Auch wenn es logisch erscheint, das brennende Gefühl in den Muskeln hängt weder mit dem Kalorienverbrauch noch mit dem Verbrennen von Körperfett zusammen. Nur weil bei Crunches die Bauchmuskeln brennen, heißt das nicht, dass wir genau am Bauch Fett verbrennen. Dieses Gefühl in den Muskeln zeigt vielmehr, dass gerade die direkte Energiereserve des Körpers, das Adenosintriphosphat (ATP), zur Neige geht und wir langsamer machen oder ganz aufhören sollten, damit der Körper die Reserven neu auffüllen kann. ATP ist der Grundbaustein der körperlichen Energieversorgung. Damit sich die Muskeln kontrahieren und wir uns bewegen können, brauchen wir konstanten Nachschub an ATP. Es gibt mehrere Stoffwechselwege, über die sich der Körper mit ATP versorgen kann. Die drei wichtigsten sind ein schneller Weg über den Energieträger Phosphokreatin, ein mittelschneller anaerober Weg, bei dem Laktat (Milchsäure) entsteht, und ein langsamer aerober Weg unter Verbrauch von Sauerstoff.

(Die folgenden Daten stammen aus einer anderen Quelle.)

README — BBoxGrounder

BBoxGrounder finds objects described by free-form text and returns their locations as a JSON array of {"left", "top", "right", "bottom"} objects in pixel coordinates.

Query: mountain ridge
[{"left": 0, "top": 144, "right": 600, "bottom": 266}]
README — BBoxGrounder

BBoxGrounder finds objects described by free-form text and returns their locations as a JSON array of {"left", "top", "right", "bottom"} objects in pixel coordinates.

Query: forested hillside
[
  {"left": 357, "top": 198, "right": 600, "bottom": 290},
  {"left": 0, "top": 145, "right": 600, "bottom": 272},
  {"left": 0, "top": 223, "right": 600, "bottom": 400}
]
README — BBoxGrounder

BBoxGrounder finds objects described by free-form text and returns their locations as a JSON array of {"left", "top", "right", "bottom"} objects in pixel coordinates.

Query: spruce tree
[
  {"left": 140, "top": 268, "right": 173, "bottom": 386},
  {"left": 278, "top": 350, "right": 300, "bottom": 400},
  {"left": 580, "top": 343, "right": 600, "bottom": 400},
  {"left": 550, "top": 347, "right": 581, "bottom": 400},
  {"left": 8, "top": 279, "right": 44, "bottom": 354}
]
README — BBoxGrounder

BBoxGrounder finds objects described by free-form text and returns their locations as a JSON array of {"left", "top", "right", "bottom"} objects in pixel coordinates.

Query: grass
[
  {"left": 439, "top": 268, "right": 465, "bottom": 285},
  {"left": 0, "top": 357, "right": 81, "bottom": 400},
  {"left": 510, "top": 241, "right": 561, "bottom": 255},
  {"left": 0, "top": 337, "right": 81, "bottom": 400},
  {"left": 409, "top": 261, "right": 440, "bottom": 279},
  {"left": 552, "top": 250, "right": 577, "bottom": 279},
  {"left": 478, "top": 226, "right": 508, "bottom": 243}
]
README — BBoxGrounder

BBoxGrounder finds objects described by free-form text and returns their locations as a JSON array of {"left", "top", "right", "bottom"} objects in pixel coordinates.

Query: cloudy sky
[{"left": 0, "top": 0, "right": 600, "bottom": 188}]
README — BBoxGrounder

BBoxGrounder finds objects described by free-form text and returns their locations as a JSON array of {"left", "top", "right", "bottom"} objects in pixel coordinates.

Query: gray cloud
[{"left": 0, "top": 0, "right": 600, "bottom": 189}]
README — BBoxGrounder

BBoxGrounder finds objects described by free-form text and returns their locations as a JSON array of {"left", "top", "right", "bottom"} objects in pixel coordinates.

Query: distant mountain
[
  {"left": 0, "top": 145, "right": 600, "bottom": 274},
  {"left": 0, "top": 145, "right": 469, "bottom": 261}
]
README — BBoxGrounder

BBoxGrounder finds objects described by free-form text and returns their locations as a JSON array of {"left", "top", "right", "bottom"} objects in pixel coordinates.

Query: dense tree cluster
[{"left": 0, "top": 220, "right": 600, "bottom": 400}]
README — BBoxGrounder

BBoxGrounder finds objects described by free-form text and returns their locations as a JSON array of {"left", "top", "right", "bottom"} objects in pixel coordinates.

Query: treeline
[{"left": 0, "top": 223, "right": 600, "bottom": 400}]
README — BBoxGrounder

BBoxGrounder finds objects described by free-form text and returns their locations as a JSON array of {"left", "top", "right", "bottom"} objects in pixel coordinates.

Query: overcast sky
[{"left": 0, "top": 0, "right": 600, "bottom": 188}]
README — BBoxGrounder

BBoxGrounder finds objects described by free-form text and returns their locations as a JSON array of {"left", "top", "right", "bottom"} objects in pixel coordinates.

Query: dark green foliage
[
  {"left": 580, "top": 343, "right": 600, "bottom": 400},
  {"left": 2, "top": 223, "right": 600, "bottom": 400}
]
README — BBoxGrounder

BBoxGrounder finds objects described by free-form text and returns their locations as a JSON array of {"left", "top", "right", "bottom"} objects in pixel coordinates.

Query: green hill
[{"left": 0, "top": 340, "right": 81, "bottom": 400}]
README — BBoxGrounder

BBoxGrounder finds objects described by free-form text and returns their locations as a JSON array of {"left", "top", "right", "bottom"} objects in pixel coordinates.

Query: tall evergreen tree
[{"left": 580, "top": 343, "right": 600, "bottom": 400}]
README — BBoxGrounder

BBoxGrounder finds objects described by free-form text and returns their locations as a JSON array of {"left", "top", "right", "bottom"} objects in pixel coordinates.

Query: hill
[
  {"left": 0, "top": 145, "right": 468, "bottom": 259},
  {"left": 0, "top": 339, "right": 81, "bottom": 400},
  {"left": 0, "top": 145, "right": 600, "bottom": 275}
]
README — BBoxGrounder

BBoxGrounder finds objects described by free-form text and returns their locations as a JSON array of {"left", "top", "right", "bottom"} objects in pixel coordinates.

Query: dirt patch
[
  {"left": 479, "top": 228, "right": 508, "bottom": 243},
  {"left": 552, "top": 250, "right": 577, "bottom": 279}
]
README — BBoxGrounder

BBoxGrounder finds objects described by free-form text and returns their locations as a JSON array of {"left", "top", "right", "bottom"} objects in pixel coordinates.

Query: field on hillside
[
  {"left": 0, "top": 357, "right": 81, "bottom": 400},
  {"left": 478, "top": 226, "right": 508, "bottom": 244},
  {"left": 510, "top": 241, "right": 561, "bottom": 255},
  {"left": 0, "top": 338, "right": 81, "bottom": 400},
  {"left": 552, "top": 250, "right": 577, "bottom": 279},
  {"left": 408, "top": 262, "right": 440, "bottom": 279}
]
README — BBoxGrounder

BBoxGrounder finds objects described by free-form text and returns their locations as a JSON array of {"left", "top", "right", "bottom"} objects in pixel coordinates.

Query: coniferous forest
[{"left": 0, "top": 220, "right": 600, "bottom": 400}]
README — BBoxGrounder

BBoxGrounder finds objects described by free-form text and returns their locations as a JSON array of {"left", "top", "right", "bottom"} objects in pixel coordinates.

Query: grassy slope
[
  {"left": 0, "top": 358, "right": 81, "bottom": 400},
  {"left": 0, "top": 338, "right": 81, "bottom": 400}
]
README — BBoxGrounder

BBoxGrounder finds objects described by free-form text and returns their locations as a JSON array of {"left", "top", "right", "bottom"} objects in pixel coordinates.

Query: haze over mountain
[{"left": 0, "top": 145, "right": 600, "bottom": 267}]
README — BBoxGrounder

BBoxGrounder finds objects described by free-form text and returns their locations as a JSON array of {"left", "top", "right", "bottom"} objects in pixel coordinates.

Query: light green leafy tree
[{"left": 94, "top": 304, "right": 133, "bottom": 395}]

Wie aktiv sind Ihre POMUSKELN?
Mit dieser einfachen Übung können Sie testen, ob Ihre Muskeln am Gesäß aktiv und kräftig sind. Legen Sie sich auf den Rücken und setzen Sie die Füße etwa 25 cm vom Gesäß entfernt auf den Boden. Heben Sie das rechte Bein vom Boden ab und umfassen Sie das Knie. Indem Sie die linke Ferse fest in den Boden stemmen, heben Sie nun das Becken so weit wie möglich an. Sie sollten die Bewegung in erster Linie in der linken Gesäßhälfte spüren. Übung 15-mal wiederholen, dann zur anderen Seite wechseln.
Wenn Sie die Bewegung vor allem in den Gesäßmuskeln spüren, funktioniert Ihre rückwärtige Muskulatur gut. Spüren Sie sie eher in den Oberschenkeln und im unteren Rücken, sollten Sie Ihre Pomuskeln durch entsprechende Übungen kräftigen. Auf den Seiten 200–202 finden Sie eine ideale Übungsfolge.
Je nach Intensität und Dauer Ihrer Trainingseinheit macht der Körper von allen drei Wegen Gebrauch. Wichtig zu wissen für all jene, die abnehmen wollen: Je höher die Herzfrequenz, desto mehr Kalorien werden über diese Stoffwechselwege verbrannt. Es ist verführerisch, das Training danach auszurichten, wie sehr die Muskeln brennen. Aber nur die Intensität und die Dauer der Übungen entscheiden darüber, wie viele Kalorien – und somit Fett – verbrannt werden.
Je höher die Herzfrequenz, desto größer der Kalorienverbrauch. Und je mehr Kalorien Sie verbrennen, desto mehr nehmen Sie ab.
Und wo im großen Spektrum der Fettverbrennung liegt ein Training, das auf die Körpermitte zielt? Die meisten traditionellen Programme dieser Art verbrauchen leider nicht allzu viele Kalorien. Sie können den lieben langen Tag Crunches machen, und trotzdem bleibt das Fett, das sich um Ihre Taille angesammelt hat, dort, wo es ist. Das liegt daran, dass die Herzfrequenz dabei nicht nennenswert steigt und somit kaum Kalorien verbraucht werden. Es kann durchaus sein, dass die Bauchmuskeln brennen und Sie keine weitere Wiederholung schaffen würden – aber wenn Sie dabei einmal Ihren Puls messen, werden Sie vermutlich feststellen, dass er kaum auf über 90 Schläge pro Minute angestiegen ist.